When Jesse drove up over the railroad tracks at speed in his semi-new used Camaro with three passengers he was trying hard to impress, and saw two barefoot boys scampering across the road—one with a beagle puppy in his arms and an Oh Shit! expression on his face, he knew he could squeeze maximum entertainment potential from the situation.
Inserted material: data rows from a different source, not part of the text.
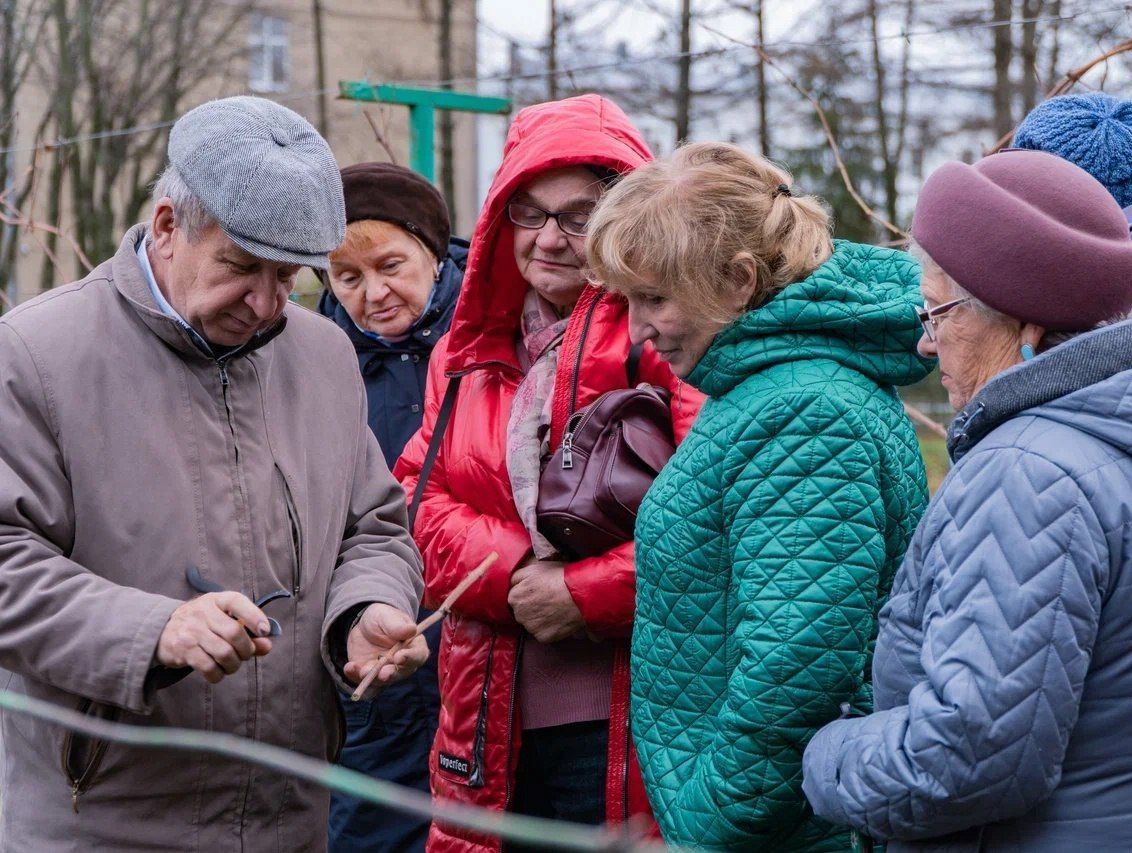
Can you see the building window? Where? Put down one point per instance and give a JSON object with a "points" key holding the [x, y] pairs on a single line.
{"points": [[268, 63]]}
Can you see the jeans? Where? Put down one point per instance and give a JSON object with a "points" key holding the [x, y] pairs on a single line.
{"points": [[562, 774]]}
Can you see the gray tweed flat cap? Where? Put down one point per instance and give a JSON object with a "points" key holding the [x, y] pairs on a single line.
{"points": [[265, 174]]}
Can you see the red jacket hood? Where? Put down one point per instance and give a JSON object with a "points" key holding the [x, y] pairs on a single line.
{"points": [[585, 130]]}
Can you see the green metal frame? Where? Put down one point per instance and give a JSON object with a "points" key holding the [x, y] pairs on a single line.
{"points": [[422, 105]]}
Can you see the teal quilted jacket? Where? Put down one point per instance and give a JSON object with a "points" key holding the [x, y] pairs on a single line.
{"points": [[766, 546]]}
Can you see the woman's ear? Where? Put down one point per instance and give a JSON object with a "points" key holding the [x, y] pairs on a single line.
{"points": [[744, 282], [1030, 335]]}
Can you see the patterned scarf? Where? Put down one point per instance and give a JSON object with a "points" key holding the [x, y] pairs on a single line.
{"points": [[529, 425]]}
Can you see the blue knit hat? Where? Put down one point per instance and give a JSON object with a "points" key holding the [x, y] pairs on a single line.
{"points": [[1092, 131]]}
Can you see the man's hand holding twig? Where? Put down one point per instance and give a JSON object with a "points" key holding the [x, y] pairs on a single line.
{"points": [[380, 628]]}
It didn’t occur to him at the time—not until much later in fact—that he was only a few years removed from being a barefoot boy given to clutching puppies himself. Right then, Jesse was busy trying to show three seniors they picked the right junior to ask for a ride home. He wanted to give good ride value for, well—not money, that was for sure. The seniors were cool drummer-types, and like serious musicians everywhere, had no money. Or jobs. Or cars. Or friends apparently, because they approached Jesse, of all people, in the parking lot after the last period of the last day of school. He thought it must have been due to his new Led Zeppelin shirt, because they hadn’t paid attention to him all year in band. But that could have been because he played the tuba. Which was not his first choice by any means. After a semester of saxophone as a sophomore—which tended to make a weird honking sound anytime it came near his lips—he was moved to trombone for the rest of the year. Which he didn’t mind. But at the beginning of his junior year he was relegated to tuba, with no explanation.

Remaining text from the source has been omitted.